For All 1983-88 Cougars / Thunderbirds

Page Revised: 10 May 2019


Article by
Eric Dess

Most non-XR7 1983-88 Cougars did not come with a rear sway bar. Those that did (some V8 models) had a pitifully small one. And the front bar, while thick, can be improved upon. To make handling much better you can add (or change to) thicker sway bars. In conjunction with the 15:1 steering rack, a thicker front sway bar and larger rear bar will absolutely plant your butt in the seat during aggressive cornering. You'll wonder how you ever drove without them. These bars will give your cornering the best bang for the buck and should be one of the first things you change in your front end.

For the front, the XR7/Turbo Coupe bar will work (any year, 1983-88). Or, you may use one from a 1987-93 Mustang 5.0 only, as they are the same part as the XR7/TC. You can usually find good, used sway bars easily at salvage yards or swap meets, or even online via eBay or Rock Auto.

Sway Bar End Links

Don't forget about the end links. Traditionally you would never even give them a second thought until one of them breaks. However, replacing them with new, thicker links will make a big difference. And be sure to get kits with urethane bushings. In fact, make sure the sway bar main bushings are urethane as well. That is the best way to take all of the sloppiness out of the front end, and you will simply not believe the difference in handling with the addition of the new bar and all urethane bushings.
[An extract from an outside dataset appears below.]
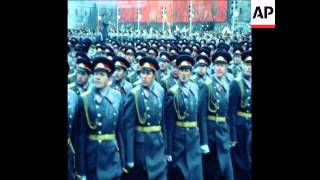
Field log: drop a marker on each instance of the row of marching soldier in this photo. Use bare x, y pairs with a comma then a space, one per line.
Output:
159, 108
For the rear, the Turbo Coupe/XR7/Mustang bar works here as well. If you're using aftermarket lower control arms, the location of the sway bar mounts is somewhat different than stock, meaning your sway bar will be lower to the ground and closer to the rear differential (pumpkin) cover. Be sure that you'll have enough clearance while you drive. If the car is not lowered, you should not have any ground clearance problems with the relocated sway bar.

Rear Sway Bar

There are companies that make aftermarket sway bars. Most are lighter in weight, and some are set up specifically for drag racing, meaning that they'll be less effective during cornering. There are even adjustable ones. The Ford pieces are definitely more plentiful and more affordable, that's for sure, and coupled to a urethane bushing kit, they'll hold up against anything out there. It just all depends on your driving habits, and what you need for your specific intentions (road racing, drag strip, etc.). For normal street driving, the OEM-type thicker bars are more than adequate.